The other day, when I was running, I noticed the road kill had been removed and had been removed quite thoroughly. Macabre as it may be, I looked intently at the previously gory scene for any kind of remnants, for any kind of tangible proof that the dead possum had been there in the first place. There was no evidence – the pavement was stained, no organs had been absent-mindedly neglected, and there was absolutely nothing disturbed or out of place. Admittedly, I was relieved that my eyes did not take in anything that would upset my stomach, but I was also somewhat saddened. That poor creature had been wiped from existence. It was no longer living and as far as I know, I am the only who knows and cares enough to write about it. I understand that the possum was not a sentient being and was not a pet and that to some factions of thought its death is not a tragedy but a mere continuation of the pattern of existence we are all traveling along.
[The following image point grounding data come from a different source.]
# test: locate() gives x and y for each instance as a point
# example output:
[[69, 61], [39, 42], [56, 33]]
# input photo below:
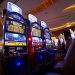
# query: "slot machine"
[[15, 43], [36, 34], [47, 41]]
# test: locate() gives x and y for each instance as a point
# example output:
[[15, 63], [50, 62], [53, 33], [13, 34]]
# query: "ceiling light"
[[69, 7]]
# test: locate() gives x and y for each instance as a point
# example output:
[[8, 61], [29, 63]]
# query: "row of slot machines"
[[26, 44]]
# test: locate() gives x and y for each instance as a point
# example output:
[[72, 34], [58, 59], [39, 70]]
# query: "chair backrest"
[[69, 60]]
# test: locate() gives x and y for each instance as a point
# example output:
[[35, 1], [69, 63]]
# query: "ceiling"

I can understand, acknowledge, and accept all of that and still be upset because I worry and fear that the same fate belongs to some human beings, some that I may even know. I have already discussed how a wasted life is my greatest fear.
“Looper,” the new science fiction film starring Joseph Gordon-Levitt and Bruce Willis tackles that same theme, in a manner of speaking. It is about time travel and while that may set off some alarms, the story does not become mired down in hypotheticals and impossibilities and trivial aspects. Rather, the story focuses on the passage of time as humans grow and age and learn and live. Time spent on Earth means different things to different people and it even means different things to the same person at different times. It also reviews and challenges the cyclical nature of time and goes so far as to hint, in my always humble opinion, that it is our responsibility to be cognizant of this cycle, and to sacrifice our own cycle of time to break a cycle in which a neighbor is suffering. “Looper” was a remarkable film and without a doubt, it is a new favorite.
In the movie, both male leads order steak and eggs for breakfast at a diner. I did the same today. Yes, I ordered steak and eggs because I saw it in a movie once. The eggs and hash browns and toast and coffee were great; the steak was okay. It wasn’t the best cut as it was very fatty, so I’m going to try the order again at a different diner. The diner experience was not ruined, however. I talked with an older man about football and his father’s military service. I thanked a table of enlisted men for their service. I chatted with an elderly couple about the economy, employment and the weather. When the female half of the couple observed me hunched over many sheets of lined paper with a pen clutched in my hand, she correctly assumed that I was an English teacher with papers to grade. However, I was not grading papers; I was working – or trying to work – on my second novel. Why didn’t I tell her that? Why didn’t I explain that I was a young, up and coming author? Why did I falter?
Maybe it’s because I do not have a physical copy of the book and as such, my dream has not truly been realized. Maybe I’m afraid that if I say it out loud, it won’t come true because it is still only a wish, a desperate fantasy, a silly girl’s imagination running away.
Today was not such a good day. For the majority of it, I felt overwhelmed and underwhelming. It was an awful, complicated contradiction in emotion where I was frantic for perfection but fell short of the mark every time, so in turn, I became angry and defensive. During my prep period, I truly had a strong desire to sit by myself and cry – to just let it all out. I behaved like an adult and held it together, but I am still on the fence as to whether or not I did myself any favors.
When I was running, I saw a possum lying in the road. Clearly, the creature had been struck by an automobile and that happens time and time again so in all actuality, there was nothing remarkable about the scene. However, I could not turn my eyes away. It’s dark, beady eyes were still open, looking out at nothing and offering nothing. Similarly, its mouth was still open and I could see sharp, tiny, pointed teeth, as if the poor beast had gone down fighting, teeth bared and snarling against the metal contraption hurtling towards it impossibly fast. Are possums classified as sentient beings? Would it have been horrified to see the headlights bearing down upon him, or would there have been just a moment of simple curiosity? It made me sad to think like that, so I tried to alter my train of thought, but that became impossible when I saw the pavement stained red with blood and realized that somehow, by some scientific logic, the entrails of the animal had exited his frame from the back end and lay whole in the road. It took a moment for my mind to comprehend precisely what it was that my eyes were viewing, but there was no denying the veins, the tissue and the matter that had once been a stomach or a kidney or something important, something that worked to keep the possum alive. I felt nauseous and finally, I was able to look away.
Running clears my mind. It helps me to think and it helps me to be creative. I know I can describe the scene in more detail, and that will most likely be my assignment for the next few days. I want to be a horror writer. I want to be able to create lasting and almost tangible images using only words. The sight of a possum lying dead in the read is not extraordinary or uncommon, but how can it become grotesque so that a reader can perfectly see it to the point of becoming physically uncomfortable? That is what I long to discover, and I suppose that will come in time with patience and practice.